Infectious diseases are the third leading cause of death in developed countries and the second leading cause of death worldwide (see, e.g., World Health Organization (WHO) Geneva, World Health Report (2002); Nathan, Nature (2004) 431:899). The efficacy of many antibacterial drugs has been compromised by the emergence of drug resistant, pathogenic bacteria (see, e.g., National Nosocomial Infections Surveillance (NNIS) System, Am. J. Infect. Control (2004) 32:470). The Infectious Disease Society of America has recently outlined the deadly implications of a growing number of drug-resistant pathogens (see, e.g., Boucher et al., J. Clin. Infect. Dis. (2009) 48:1). Methicillin-resistant Staphylococcus aureus (MRSA), vancomycin-resistant Enterococci (VRE), and penicillin-resistant Streptococcus epidermis are especially worrisome in clinical settings. Unfortunately, the prevalence of multidrug-resistant bacteria has made antibiotics of last resort, like vancomycin, the first-line of therapy. The capacity of bacteria to routinely develop resistance to virtually any antibacterial agent necessitates a continuous search for new drugs. There is much evidence in the literature that natural products derived from microorganisms will continue to be a source of novel antibacterial drugs (see, e.g., Clardy, Nat. Biotechnol. (2006) 24:1541). Although natural products often have chemical properties that are incompatible with chemotherapy, it is possible to use medicinal chemistry as a means to enhance their biological activity and/or pharmacological properties (see, e.g., von Nussbaum et al., Angew. Chem. Int. Ed. (2006) 45:5072).

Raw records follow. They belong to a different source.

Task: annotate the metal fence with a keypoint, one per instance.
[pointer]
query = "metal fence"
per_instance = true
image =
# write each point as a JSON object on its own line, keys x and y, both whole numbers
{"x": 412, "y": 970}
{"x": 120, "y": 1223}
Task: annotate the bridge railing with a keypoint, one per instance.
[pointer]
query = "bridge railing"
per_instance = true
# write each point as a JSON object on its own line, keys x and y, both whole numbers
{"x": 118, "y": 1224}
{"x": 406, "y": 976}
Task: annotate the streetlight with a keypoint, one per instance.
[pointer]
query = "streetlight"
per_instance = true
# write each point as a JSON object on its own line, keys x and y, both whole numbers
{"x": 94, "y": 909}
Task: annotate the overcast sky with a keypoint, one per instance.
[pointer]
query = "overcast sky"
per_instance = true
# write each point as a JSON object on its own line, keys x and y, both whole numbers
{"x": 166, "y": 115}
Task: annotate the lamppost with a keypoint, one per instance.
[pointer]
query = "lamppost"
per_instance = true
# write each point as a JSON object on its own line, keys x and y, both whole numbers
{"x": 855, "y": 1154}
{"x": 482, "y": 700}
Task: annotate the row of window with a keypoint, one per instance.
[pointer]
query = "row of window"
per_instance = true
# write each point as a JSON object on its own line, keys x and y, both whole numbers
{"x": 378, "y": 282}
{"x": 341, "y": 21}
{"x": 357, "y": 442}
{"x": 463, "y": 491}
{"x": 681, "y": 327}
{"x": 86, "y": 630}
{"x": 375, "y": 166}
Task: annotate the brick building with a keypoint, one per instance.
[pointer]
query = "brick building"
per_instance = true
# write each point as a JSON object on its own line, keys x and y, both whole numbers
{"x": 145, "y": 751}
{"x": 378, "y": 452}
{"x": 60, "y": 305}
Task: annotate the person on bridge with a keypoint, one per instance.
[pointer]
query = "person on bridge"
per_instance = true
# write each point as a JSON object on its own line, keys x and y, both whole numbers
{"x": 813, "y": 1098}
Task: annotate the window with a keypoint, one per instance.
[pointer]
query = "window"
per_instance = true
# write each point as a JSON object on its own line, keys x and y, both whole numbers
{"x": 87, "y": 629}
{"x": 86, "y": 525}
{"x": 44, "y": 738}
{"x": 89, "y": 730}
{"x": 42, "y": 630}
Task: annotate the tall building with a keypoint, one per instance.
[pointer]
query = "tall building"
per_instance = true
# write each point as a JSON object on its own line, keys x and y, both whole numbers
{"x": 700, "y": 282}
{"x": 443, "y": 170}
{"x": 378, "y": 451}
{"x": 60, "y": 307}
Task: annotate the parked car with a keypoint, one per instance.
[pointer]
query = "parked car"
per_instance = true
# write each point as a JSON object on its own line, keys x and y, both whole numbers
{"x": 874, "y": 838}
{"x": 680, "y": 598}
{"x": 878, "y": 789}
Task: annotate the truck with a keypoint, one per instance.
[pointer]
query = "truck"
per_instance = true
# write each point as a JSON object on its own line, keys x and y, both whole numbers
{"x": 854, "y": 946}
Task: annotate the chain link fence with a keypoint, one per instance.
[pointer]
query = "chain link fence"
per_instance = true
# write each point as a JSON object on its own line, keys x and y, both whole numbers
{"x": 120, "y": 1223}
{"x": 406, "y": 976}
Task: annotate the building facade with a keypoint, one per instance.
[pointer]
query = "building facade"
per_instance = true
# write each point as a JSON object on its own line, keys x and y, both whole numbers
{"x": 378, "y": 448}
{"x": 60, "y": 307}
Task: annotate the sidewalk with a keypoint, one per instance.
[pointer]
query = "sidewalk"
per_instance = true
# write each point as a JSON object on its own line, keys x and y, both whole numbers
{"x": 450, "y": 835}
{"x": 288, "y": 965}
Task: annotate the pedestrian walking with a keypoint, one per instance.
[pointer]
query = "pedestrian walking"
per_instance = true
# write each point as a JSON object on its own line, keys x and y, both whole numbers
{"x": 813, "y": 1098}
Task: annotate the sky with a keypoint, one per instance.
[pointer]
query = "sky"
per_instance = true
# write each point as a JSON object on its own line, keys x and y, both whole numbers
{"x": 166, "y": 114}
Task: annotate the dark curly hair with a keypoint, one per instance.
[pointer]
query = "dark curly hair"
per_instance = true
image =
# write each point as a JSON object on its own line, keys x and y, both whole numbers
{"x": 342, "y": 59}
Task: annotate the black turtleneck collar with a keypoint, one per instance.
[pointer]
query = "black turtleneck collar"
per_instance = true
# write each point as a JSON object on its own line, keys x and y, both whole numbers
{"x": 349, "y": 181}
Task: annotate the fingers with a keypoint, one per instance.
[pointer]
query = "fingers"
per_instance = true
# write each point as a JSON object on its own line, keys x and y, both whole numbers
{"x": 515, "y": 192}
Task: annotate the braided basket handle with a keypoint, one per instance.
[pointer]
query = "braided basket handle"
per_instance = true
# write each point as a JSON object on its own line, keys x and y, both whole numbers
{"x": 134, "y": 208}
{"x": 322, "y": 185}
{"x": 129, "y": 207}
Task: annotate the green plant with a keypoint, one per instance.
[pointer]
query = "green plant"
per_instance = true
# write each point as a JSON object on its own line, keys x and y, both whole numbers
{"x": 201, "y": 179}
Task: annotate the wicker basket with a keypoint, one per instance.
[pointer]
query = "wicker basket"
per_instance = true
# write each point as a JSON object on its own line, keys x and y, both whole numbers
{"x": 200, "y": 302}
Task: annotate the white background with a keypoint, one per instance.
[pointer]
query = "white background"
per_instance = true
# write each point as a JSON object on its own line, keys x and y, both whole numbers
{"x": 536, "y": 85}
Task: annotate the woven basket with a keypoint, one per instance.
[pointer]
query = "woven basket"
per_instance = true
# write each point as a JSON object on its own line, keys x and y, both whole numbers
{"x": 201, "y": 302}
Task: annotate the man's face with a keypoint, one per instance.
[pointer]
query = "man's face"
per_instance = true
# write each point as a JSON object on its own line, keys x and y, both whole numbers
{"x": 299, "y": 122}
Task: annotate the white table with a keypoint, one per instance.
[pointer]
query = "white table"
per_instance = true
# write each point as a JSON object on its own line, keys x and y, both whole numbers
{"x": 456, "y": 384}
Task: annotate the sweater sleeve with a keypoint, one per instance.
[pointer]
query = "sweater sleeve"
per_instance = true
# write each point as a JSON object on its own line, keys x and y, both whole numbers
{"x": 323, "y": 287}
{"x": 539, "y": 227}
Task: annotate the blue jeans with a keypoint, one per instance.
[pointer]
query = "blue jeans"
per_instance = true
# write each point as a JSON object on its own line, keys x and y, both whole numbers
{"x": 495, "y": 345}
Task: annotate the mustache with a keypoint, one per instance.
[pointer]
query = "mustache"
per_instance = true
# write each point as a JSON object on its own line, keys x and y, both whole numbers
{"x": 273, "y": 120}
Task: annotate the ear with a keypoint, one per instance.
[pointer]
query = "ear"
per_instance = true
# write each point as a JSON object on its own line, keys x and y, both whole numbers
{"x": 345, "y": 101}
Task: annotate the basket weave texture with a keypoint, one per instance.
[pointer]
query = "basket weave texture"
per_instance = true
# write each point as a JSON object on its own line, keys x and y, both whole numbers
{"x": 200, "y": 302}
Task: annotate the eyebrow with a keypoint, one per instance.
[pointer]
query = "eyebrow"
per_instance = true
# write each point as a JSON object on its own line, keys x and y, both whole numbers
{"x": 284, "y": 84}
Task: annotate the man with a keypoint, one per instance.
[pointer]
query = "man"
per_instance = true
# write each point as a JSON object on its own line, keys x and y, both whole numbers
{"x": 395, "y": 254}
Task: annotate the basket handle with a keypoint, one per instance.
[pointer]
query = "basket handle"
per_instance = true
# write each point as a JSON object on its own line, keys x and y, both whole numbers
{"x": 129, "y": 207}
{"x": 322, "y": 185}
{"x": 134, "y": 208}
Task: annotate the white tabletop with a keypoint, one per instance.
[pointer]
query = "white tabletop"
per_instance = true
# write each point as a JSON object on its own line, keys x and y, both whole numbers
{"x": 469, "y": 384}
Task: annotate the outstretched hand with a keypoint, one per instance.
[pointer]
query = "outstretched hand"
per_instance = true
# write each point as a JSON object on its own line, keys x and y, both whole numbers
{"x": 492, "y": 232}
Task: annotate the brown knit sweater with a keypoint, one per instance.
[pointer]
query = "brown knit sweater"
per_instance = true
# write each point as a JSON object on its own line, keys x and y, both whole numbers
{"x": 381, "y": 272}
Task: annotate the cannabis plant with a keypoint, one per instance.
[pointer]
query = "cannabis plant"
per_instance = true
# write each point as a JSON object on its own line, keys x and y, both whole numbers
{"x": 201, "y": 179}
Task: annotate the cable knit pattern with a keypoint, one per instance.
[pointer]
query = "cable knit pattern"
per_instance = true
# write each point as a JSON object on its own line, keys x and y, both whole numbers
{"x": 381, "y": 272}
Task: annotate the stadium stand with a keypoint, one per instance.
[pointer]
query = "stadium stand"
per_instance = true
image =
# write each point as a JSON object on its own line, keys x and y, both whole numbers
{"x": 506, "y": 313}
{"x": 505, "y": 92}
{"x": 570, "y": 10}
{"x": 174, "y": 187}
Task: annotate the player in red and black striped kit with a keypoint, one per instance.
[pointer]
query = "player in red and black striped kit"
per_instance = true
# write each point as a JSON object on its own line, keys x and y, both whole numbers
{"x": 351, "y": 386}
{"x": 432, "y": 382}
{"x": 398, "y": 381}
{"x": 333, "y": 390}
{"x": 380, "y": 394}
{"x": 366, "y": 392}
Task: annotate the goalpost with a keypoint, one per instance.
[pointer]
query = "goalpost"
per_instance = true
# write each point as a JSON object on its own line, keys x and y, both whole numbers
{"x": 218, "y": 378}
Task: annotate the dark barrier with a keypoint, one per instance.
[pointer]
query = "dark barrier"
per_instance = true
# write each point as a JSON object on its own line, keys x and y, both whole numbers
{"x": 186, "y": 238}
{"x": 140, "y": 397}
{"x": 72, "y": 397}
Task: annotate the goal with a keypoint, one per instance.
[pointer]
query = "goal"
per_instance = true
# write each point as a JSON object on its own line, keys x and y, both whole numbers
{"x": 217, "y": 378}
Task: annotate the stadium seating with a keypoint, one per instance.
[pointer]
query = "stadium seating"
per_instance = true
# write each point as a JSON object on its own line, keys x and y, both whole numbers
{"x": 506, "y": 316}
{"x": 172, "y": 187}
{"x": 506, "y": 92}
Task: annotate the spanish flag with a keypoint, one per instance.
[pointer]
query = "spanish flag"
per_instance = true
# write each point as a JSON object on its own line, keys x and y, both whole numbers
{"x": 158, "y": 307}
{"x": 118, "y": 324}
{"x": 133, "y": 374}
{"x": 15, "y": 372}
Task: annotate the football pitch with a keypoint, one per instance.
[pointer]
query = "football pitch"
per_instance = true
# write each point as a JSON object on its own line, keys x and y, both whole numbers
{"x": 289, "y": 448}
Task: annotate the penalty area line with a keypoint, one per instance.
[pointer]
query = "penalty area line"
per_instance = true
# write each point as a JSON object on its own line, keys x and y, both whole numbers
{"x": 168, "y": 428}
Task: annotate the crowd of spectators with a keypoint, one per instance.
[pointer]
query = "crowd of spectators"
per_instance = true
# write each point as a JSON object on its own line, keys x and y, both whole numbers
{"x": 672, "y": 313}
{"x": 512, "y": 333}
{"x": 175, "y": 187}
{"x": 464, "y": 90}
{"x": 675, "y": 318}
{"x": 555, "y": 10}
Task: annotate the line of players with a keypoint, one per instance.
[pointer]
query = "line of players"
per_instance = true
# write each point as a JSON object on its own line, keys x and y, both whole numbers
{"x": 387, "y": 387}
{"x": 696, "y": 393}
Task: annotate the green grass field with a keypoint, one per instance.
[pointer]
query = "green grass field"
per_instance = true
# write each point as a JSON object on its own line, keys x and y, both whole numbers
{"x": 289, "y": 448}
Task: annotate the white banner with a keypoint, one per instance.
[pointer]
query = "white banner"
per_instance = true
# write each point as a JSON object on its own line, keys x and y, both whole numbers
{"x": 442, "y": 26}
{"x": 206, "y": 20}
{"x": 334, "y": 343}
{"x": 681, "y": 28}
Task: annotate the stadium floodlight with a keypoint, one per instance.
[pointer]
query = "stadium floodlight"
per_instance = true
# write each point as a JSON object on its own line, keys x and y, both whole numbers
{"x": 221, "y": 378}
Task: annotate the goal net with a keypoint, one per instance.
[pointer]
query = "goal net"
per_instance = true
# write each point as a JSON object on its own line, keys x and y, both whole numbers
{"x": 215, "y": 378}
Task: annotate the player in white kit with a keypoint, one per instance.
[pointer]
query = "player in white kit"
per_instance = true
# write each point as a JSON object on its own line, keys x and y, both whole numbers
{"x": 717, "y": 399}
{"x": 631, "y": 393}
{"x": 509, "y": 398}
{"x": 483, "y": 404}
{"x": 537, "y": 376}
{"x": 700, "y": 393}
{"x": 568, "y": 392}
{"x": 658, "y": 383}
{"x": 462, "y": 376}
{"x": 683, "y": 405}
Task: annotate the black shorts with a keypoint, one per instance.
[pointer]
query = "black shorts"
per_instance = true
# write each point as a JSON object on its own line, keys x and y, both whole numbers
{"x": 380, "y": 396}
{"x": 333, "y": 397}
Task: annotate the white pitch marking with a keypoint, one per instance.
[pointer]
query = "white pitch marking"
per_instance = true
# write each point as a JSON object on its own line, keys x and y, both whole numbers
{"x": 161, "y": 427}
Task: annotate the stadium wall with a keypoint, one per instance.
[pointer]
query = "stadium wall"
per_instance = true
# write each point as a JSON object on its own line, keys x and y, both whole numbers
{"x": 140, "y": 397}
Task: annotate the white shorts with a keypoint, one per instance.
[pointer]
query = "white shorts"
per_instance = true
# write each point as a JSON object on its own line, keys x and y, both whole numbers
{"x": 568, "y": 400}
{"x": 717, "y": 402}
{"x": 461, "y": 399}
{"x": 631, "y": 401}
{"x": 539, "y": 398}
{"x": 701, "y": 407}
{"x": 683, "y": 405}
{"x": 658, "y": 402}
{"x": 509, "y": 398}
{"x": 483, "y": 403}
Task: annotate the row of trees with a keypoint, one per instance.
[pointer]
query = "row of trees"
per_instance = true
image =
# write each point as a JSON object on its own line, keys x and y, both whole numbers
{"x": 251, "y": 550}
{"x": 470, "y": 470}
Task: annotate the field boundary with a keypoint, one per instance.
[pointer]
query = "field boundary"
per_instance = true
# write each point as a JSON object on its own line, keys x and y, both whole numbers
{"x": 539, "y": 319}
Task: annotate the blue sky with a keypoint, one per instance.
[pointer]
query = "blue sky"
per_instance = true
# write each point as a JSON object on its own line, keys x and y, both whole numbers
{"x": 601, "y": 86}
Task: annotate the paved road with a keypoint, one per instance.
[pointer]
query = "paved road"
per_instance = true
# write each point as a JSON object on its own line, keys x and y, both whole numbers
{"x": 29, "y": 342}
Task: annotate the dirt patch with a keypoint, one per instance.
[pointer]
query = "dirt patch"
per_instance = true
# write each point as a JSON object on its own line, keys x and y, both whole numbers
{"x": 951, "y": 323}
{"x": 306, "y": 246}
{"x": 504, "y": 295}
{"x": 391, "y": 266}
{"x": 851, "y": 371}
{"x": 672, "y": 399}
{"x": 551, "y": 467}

A recent case where medicinal chemistry was used to improve the activity of a natural product was that of the enopeptins (see, e.g., Hinzen et al., Chem Med Chem (2006) 1:689; U.S. 20050107288). The parent compounds were isolated from the soil-dwelling bacterium Streptomyces sp. RK-1051 and are defined by a 16-membered peptidolactone consisting of five L-amino acids to which a lipophilic polyene side chain is appended (see, e.g., Osada et al., J. Antibiot. (1991) 44:1463). A group of closely related compounds, called A54556 A and B, were isolated from Streptomyces hawaiienesis by a research group at Eli Lilly (U.S. Pat. No. 4,492,650). The enopeptins attracted attention because of their potent activity against drug-resistant bacterial pathogens, including MRSA and VRE (see, e.g., Brötz-Oesterhelt et al., Nat. Med. (2005) 11:1082). The apparent lack of cross-resistance for all antibacterial agents on the market or those in clinical development has been ascribed to a peculiar mechanism of action. The enopeptin antibiotics inhibit cell division and cause cell death by binding and deregulating the activity of the casein lytic protease (ClpP) (see, e.g., Brötz-Oesterhelt, supra). Under normal conditions, this fourteen-subunit protease selectively degrades proteins through a physical and functional association with accessory ATPases that recognize and unfold its substrates (see, e.g., Maurizi et al., Biochemistry (1999) 37:7778; Singh et al., Proc. Natl. Acad. Sci., USA. (2000) 97:8898; Baker et al., Trends Biochem. Sci. (2006) 31:647; Hsiung et al., FEBS Lett. (2007) 581: 3749). In the presence of the enopeptins, ClpP indiscriminately degrades folded cytoplasmic proteins, which ultimately causes cell death (see, e.g., Brötz-Oesterhelt, supra). Recent structural studies indicate that the enopeptins bind the ClpP core structure and cause it to undergo a conformational change that exposes the enzymatic active sites of its subunits (see, e.g., Lee et al., Nature Structural Biology (2010) 17:471-479).
Although the enopeptin natural products have remarkable antibacterial activity in vitro, their chemical lability and poor solubility limit their efficacy in vivo (see, e.g., Hinzen et al., Chem Med Chem (2006) 1:689). Therefore, this continues to be a need for the development and study of new and improved enopeptin compounds.